C’est dans cet esprit-là que des tractations sont en cours pour sceller au moins un nouveau jumelage, avec la ville coutelière de Maniago, en Italie. Des interactions d’un autre type se développent aussi avec Tandil, en Argentine. Derrière ces liens, et les échanges estudiantins par exemple, il y a aussi la volonté d’inscrire Thiers sur la scène internationale de la coutellerie, à côté de poids lourds comme São Paulo.

Trois villes jumelées ainsi qu’une petite protégée

Thiers a donc aujourd’hui trois villes jumelles officielles. Mais depuis la Seconde Guerre mondiale, elle garde des liens tout particuliers avec une autre cité, française cette fois : Wittenheim. "C’est une ville alsacienne qui a été bombardée pendant la guerre et Thiers a été sa marraine", décrit Isabelle Furegon. La Ville avait accordé une aide financière et les Thiernois avaient envoyé des vivres aux habitants. "Il est longtemps resté des liens d’amitié entre les deux communes", rappelle-t-elle. Wittenheim a aussi joué un rôle dans les jumelages. Vu sa position, les délégations se sont plusieurs fois retrouvées là-bas pour tenir leurs réunions de bureau. Si ce n’est pas une jumelle, les liens fraternels sont bien-là. Ainsi que le traumatisme des obus.

Un sens toujours d'actualité 

À l’heure où la guerre est aux portes de l’Europe et qu’en son sein, les opinions prônant le repli et l’exclusion gagnent du terrain, les jumelages gardent tout leur sens. Même si l’engouement a tendance à ralentir. "La première fois que je suis partie à Bridgnorth, en 1998, il y avait dans la délégation de Thiers l’équipe de rugby, le groupe folklorique des Garniers, les Sonneurs thiernois… Nous étions près de 200. L’an dernier, je ne suis pas sûre que nous étions 20, constate Isabelle Furegon. Disons qu’avant, on ne voyageait pas aussi facilement. C’était le voyage de l’année."

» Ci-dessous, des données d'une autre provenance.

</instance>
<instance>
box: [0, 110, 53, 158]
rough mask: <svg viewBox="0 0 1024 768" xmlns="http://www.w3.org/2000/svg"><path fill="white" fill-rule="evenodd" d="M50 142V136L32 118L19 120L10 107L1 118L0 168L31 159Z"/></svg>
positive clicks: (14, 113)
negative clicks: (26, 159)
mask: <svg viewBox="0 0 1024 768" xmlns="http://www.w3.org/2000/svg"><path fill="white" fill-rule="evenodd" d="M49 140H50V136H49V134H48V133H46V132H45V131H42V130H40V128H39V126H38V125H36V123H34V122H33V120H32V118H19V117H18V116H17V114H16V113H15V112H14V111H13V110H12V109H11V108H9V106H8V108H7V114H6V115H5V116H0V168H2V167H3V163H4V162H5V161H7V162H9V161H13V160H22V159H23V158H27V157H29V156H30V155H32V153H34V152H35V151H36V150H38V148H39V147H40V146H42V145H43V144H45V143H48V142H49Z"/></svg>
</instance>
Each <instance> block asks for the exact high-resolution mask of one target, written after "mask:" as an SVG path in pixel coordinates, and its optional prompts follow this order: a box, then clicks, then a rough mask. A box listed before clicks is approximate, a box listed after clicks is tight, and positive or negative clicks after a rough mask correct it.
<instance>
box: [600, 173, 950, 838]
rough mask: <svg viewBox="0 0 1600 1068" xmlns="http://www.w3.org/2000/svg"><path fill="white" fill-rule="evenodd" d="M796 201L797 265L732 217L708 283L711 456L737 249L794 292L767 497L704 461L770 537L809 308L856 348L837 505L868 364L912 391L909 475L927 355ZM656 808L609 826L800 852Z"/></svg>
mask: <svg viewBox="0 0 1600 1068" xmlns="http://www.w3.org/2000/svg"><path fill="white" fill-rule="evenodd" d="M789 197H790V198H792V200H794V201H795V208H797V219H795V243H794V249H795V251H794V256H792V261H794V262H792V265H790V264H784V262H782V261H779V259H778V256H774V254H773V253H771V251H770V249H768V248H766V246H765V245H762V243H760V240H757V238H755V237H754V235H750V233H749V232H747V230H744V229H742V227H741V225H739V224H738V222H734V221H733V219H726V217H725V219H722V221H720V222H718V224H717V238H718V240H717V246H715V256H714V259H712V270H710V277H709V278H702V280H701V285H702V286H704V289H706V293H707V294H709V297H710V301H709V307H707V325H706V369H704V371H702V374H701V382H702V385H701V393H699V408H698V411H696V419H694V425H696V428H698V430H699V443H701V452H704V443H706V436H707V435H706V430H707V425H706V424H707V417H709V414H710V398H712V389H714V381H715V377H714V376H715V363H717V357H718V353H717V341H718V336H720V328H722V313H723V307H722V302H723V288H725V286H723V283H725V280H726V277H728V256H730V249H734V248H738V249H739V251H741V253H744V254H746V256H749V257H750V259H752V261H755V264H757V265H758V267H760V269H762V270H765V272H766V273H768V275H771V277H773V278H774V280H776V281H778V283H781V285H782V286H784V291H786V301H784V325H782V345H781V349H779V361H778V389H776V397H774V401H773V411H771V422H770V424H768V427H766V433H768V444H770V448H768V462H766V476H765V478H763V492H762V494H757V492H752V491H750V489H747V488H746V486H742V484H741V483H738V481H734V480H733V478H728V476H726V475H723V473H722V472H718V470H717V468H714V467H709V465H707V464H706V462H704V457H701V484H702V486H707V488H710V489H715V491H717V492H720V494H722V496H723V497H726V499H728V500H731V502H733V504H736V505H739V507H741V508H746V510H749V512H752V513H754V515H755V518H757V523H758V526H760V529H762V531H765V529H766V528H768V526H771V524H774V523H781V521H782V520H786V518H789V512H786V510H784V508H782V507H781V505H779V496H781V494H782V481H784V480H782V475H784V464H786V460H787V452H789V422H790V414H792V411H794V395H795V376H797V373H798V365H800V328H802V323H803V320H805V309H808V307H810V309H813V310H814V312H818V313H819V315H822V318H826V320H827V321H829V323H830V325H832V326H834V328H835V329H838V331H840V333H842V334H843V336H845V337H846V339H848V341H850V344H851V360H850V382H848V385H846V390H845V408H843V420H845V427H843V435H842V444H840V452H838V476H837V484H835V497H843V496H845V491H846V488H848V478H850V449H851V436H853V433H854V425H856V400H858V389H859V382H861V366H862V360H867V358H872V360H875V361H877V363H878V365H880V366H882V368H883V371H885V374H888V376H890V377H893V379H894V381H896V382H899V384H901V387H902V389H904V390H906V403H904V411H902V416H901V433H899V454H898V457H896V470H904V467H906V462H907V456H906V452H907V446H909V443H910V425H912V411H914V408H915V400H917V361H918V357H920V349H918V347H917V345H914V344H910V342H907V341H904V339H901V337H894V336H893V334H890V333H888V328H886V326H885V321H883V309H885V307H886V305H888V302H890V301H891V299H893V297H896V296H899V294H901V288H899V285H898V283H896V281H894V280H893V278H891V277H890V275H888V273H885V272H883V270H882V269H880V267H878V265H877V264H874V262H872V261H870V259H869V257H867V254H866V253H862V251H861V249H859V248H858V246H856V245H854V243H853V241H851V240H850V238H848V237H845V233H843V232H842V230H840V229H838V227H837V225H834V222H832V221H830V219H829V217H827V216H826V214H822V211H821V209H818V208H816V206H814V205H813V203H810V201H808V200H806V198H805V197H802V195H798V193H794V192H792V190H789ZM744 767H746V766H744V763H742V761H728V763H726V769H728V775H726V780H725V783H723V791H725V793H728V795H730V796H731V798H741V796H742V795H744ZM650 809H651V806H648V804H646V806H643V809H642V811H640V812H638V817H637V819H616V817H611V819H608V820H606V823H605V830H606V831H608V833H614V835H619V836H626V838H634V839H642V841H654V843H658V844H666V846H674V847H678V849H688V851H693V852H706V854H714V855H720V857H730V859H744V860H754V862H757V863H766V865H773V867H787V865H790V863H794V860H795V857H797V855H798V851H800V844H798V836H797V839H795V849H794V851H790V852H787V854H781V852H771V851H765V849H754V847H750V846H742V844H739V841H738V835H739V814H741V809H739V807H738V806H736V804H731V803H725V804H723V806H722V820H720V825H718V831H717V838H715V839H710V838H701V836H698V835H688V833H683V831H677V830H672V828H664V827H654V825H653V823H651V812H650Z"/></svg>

Dans quelques jours, s’ouvriront les Jeux Olympiques de Paris. Une autre façon de chercher la paix : par le sport. Avec les jumelages, c’est par la fête, la culture et l’amitié. Comme celle née entre Anthony Genès et Helmut Eikam. À lire au prochain épisode… 

"Partout où il y a des sociétés organisées, il y a la commune en bas et l’État en haut. Or, les États s’opposent entre eux […]. Lorsque je converse avec un maire anglais, allemand ou russe, je vois que nous avons les mêmes préoccupations. C’est pourquoi je crois que le rapprochement communal est la meilleure condition du rapprochement humain."